Anthropic reportedly testing “Conway,” a 24/7 resident agent environment that shifts the company toward native agent workflows
What’s new
It has been reported that Anthropic is quietly testing a new always-on agent environment called “Conway,” according to posts on testingcatalog and coverage by Chinese tech outlet IT之家 and Phoenix (ifeng). Conway is described as a separate web-instance environment — distinct from the familiar Claude chat UI — that can run continuously, natively support Claude Code, and deeply integrate with a browser like Google Chrome. The testing materials reportedly show a three-pane interface (search, conversation, system) plus an operations panel that exposes low-level instance controls.
Features and architecture
Conway reportedly includes a plugin ecosystem that accepts “.cnw.zip” uploads so users can install custom tools, UI labels and context handlers. It also appears to support webhooks and a direct-connect toggle, enabling external services to “wake” an instance and trigger background automation without a user holding the foreground page open. If true, this would let agents respond to events 24/7 and run workflows outside the traditional single-session chatbox.
Why it matters
This is a strategic shift. Anthropic built its reputation on Claude as a chat-first large model. Conway — and its reported linkage to the Epitaxy interface — signals a move toward a native agent/workflow platform that could compete with enterprise-focused offerings such as OpenClaw.

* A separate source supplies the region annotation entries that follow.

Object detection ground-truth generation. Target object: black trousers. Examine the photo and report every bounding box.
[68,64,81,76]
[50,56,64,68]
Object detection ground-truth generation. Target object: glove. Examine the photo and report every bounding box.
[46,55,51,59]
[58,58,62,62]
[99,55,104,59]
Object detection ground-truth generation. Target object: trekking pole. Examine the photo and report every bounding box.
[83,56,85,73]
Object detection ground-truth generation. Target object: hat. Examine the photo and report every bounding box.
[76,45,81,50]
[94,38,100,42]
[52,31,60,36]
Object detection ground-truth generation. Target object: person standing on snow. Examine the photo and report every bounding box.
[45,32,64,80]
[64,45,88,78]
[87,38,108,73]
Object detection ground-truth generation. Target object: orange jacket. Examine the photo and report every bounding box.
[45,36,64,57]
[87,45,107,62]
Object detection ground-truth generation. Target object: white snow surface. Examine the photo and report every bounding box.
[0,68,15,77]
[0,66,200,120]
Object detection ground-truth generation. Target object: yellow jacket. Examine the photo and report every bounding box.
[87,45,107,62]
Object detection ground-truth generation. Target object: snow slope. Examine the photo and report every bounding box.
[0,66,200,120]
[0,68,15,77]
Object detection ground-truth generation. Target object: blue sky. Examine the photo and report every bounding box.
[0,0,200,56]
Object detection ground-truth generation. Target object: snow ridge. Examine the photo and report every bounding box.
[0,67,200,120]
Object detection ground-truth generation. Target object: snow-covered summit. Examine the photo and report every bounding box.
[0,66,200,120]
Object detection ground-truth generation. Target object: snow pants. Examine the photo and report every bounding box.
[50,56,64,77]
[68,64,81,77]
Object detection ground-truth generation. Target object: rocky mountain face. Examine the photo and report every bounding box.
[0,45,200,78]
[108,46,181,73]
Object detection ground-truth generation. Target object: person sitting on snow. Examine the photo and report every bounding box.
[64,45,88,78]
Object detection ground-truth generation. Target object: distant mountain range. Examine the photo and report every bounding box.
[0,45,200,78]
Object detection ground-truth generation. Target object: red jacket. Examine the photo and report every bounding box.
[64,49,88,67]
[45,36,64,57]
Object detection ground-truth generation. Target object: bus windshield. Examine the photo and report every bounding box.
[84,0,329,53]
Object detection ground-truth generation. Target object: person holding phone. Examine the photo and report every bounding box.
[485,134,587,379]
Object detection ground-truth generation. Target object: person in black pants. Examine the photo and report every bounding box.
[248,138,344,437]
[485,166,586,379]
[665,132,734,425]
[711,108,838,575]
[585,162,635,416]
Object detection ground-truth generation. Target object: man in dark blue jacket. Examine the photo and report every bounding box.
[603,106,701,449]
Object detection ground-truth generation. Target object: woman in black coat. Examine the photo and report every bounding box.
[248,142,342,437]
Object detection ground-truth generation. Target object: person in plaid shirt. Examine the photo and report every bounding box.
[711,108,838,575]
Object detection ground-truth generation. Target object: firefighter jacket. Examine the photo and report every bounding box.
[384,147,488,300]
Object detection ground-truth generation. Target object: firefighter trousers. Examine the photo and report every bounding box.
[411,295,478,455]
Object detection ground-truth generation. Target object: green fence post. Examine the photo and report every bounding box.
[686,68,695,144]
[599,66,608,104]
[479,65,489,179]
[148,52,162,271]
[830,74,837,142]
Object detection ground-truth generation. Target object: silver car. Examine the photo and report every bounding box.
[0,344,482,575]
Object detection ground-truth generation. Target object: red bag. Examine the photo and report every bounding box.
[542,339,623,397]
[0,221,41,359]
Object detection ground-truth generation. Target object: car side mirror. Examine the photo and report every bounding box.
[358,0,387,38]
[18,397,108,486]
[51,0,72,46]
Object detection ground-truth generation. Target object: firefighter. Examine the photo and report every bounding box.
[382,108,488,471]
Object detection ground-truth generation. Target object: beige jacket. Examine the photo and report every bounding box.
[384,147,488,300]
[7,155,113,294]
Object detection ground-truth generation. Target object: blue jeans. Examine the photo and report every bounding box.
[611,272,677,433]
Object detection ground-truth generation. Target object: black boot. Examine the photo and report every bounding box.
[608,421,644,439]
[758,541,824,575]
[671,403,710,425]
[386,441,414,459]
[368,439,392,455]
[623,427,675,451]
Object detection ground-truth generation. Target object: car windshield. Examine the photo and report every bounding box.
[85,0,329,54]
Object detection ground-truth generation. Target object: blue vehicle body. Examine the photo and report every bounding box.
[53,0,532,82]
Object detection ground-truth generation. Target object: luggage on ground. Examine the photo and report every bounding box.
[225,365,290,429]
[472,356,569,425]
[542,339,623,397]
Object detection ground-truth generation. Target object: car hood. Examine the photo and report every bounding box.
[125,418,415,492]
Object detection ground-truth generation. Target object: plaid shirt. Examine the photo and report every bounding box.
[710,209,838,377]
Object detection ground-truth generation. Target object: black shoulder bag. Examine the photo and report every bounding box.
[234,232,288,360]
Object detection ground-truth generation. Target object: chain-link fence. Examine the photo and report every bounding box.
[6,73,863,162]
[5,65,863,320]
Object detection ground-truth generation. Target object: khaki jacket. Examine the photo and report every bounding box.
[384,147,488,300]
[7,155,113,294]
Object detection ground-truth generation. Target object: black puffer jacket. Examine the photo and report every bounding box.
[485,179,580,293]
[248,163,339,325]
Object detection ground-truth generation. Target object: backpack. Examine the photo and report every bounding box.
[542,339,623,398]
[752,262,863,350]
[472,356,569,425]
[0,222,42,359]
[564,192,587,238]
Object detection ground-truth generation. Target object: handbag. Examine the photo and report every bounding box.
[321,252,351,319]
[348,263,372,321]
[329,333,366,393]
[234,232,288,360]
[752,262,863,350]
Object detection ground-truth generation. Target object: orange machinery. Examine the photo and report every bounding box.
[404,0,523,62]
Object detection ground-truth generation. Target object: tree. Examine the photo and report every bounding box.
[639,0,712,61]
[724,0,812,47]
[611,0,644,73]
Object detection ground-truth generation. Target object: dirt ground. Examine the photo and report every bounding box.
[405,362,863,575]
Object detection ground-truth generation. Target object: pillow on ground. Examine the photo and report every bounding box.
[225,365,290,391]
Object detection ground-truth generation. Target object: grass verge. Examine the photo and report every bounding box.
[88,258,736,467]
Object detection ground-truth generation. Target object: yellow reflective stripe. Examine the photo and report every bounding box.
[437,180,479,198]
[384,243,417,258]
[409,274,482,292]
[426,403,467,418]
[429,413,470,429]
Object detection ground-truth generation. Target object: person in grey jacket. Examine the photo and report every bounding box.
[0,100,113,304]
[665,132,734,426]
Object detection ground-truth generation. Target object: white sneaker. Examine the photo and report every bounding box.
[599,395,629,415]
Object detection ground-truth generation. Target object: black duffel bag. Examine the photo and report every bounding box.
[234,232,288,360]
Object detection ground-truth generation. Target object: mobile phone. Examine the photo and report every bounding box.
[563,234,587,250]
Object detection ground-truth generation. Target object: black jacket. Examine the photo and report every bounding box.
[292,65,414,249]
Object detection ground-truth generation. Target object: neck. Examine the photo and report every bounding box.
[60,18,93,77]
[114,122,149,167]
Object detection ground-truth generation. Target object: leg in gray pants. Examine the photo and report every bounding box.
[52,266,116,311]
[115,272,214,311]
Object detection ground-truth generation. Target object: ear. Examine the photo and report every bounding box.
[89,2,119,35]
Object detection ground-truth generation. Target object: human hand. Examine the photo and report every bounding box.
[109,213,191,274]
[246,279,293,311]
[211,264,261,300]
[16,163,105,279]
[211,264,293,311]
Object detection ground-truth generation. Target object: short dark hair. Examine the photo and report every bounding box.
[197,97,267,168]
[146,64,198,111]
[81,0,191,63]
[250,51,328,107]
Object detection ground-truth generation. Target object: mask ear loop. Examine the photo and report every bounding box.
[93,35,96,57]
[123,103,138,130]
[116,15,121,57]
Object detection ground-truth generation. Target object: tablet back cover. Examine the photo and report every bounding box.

But there are immediate policy and security questions: always-on agents with browser access and external wake hooks raise privacy, data‑exfiltration and regulatory concerns. Could continuous background connectivity attract scrutiny under export controls, data‑protection rules or sanctions regimes? Possibly.
What to watch
Anthropic has not publicly confirmed Conway; the details remain unverified and come via secondary reporting. Observers should look for an official product announcement, documentation of security controls, and signals about targeted customers (developers vs. enterprises). If Conway rolls out, it will mark one of the clearest moves yet away from single-session chat toward embedded, autonomous agent workflows — and that will change both product competition and the regulatory questions around always‑connected AI.